Thursday, 11 September 2008

Job Evaluation

Establishing "equal pay for equal work" in local government is much more tricky than I realised before I became a councillor. When I started my first job in government service, the principle had just been established for civil servants. The infamous "marriage bar" (female civil servants had to resign on marriage) was on its way out, department by department, too. (Though it was not to be finally abolished across the whole service for about a decade.) That was over forty years ago.

I naively assumed that the resistance to pay equality in local government was purely down to neanderthal trade unions and dark-age management. Case law and the Human Rights Act have forced local authorities into the twenty-first century. However, a series of seminars organised for members by Neath Port Talbot council has shown that there are great difficulties in correcting the anomalies which have built up over a century or more of local government. The number of different jobs and grades, the tradition of local pay rate setting, the distinction between "staff" and "workers", as well as that between "female" and "male" jobs have made the negotiations very difficult. Councils naturally have to try to balance the budget, ensuring that the net increase to the pay bill is as low as possible. That means that there will be winners as well as losers in the process. TU reps will seek to minimise the latter. Both sides have in mind that the standard of living of some of the lowest paid could be affected.

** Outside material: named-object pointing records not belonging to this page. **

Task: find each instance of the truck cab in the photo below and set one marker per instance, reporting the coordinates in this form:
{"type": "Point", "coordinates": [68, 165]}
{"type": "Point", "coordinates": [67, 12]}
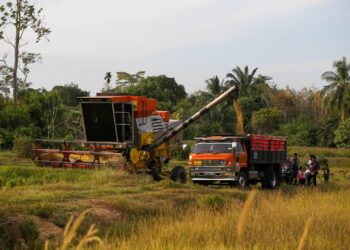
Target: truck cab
{"type": "Point", "coordinates": [237, 160]}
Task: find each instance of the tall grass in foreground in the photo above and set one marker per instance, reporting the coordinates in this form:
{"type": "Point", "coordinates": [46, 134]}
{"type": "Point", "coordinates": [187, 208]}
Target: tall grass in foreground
{"type": "Point", "coordinates": [307, 218]}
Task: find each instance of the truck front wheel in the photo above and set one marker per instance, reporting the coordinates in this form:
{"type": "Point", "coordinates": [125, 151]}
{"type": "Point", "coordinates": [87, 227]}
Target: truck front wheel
{"type": "Point", "coordinates": [178, 174]}
{"type": "Point", "coordinates": [242, 180]}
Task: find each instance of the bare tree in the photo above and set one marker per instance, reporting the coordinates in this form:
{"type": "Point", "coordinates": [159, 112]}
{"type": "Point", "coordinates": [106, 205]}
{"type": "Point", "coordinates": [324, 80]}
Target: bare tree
{"type": "Point", "coordinates": [19, 16]}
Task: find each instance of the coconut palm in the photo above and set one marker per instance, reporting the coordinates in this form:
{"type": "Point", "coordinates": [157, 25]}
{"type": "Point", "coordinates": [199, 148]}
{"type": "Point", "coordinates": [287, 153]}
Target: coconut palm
{"type": "Point", "coordinates": [336, 92]}
{"type": "Point", "coordinates": [242, 79]}
{"type": "Point", "coordinates": [214, 85]}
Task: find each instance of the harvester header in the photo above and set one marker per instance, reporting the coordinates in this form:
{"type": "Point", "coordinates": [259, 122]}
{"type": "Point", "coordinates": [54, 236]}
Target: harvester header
{"type": "Point", "coordinates": [125, 127]}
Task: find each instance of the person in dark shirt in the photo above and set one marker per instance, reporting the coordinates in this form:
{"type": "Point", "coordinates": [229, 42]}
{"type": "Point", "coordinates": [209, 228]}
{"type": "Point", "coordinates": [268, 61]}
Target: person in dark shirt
{"type": "Point", "coordinates": [295, 168]}
{"type": "Point", "coordinates": [326, 173]}
{"type": "Point", "coordinates": [313, 167]}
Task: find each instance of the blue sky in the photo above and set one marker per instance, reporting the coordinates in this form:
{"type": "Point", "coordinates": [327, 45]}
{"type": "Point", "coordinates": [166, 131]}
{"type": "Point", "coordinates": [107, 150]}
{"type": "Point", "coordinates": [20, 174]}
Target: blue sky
{"type": "Point", "coordinates": [191, 40]}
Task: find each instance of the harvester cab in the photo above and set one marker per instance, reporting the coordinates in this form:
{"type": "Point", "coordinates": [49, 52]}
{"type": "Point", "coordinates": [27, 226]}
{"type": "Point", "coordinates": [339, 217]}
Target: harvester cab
{"type": "Point", "coordinates": [123, 131]}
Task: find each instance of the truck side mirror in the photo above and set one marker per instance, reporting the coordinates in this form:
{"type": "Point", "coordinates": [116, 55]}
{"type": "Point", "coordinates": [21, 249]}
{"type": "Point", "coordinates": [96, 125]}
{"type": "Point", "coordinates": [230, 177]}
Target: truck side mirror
{"type": "Point", "coordinates": [234, 146]}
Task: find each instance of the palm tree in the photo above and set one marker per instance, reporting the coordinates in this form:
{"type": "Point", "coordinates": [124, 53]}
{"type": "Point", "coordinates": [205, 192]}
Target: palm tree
{"type": "Point", "coordinates": [338, 88]}
{"type": "Point", "coordinates": [214, 86]}
{"type": "Point", "coordinates": [242, 79]}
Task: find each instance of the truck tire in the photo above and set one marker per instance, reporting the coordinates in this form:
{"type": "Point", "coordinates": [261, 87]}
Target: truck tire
{"type": "Point", "coordinates": [270, 180]}
{"type": "Point", "coordinates": [242, 181]}
{"type": "Point", "coordinates": [178, 174]}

In South Wales, negotiations have - so far as I can see - been conducted responsibly and with good faith on both sides. Not so in the rest of England & Wales. There have been many serious disputes throughout the country. It is surprising that these have not made headlines in the "national" newspapers, seeing as how gleefully they leapt on examples of failed rubbish collection during the "winter of discontent".

Richard Baum, a LibDem councillor in Lancashire, reports on the most recent case. It seems that Old Labour is gleefully turning a drama into a crisis.

Ironically, central government under Thatcher, through Major and Blair, and including Brown, has steadily reversed pay equality by transferring work from career civil servants to agencies and commercial organisations which bypass the agreements and legislation.

1 comment:

Anonymous said...

Regarding equalilty: I'm aware as so many people are probably aware that various forms of discrimination still exist in our society, and the workplace.

While the NHS in Wales does display the "two ticks" symbol showing that they will "go out of their way" to employ disabled people, not all councils are doing the same. Although Neath PT Council is a Two Ticks employer, Bridgend Council isn't.

The last table I can find from the LGDU with the "Percentage of senior management posts filled by women" as a Performance Indicator was 2004/05.

For that particular time period, Bridgend had 10.8% of snr mgt posts filled by women, Neath PT had misrable 7.7%.

At the other end of the spectrum, Denbighshire had 27.3%, Newport 27.5% of snr mgt posts filled by women.

Unfortunately, it would appear that the Local Government Data Unit have stopped recording this important figure.

The glass ceiling appears to have reinforced concrete behind it.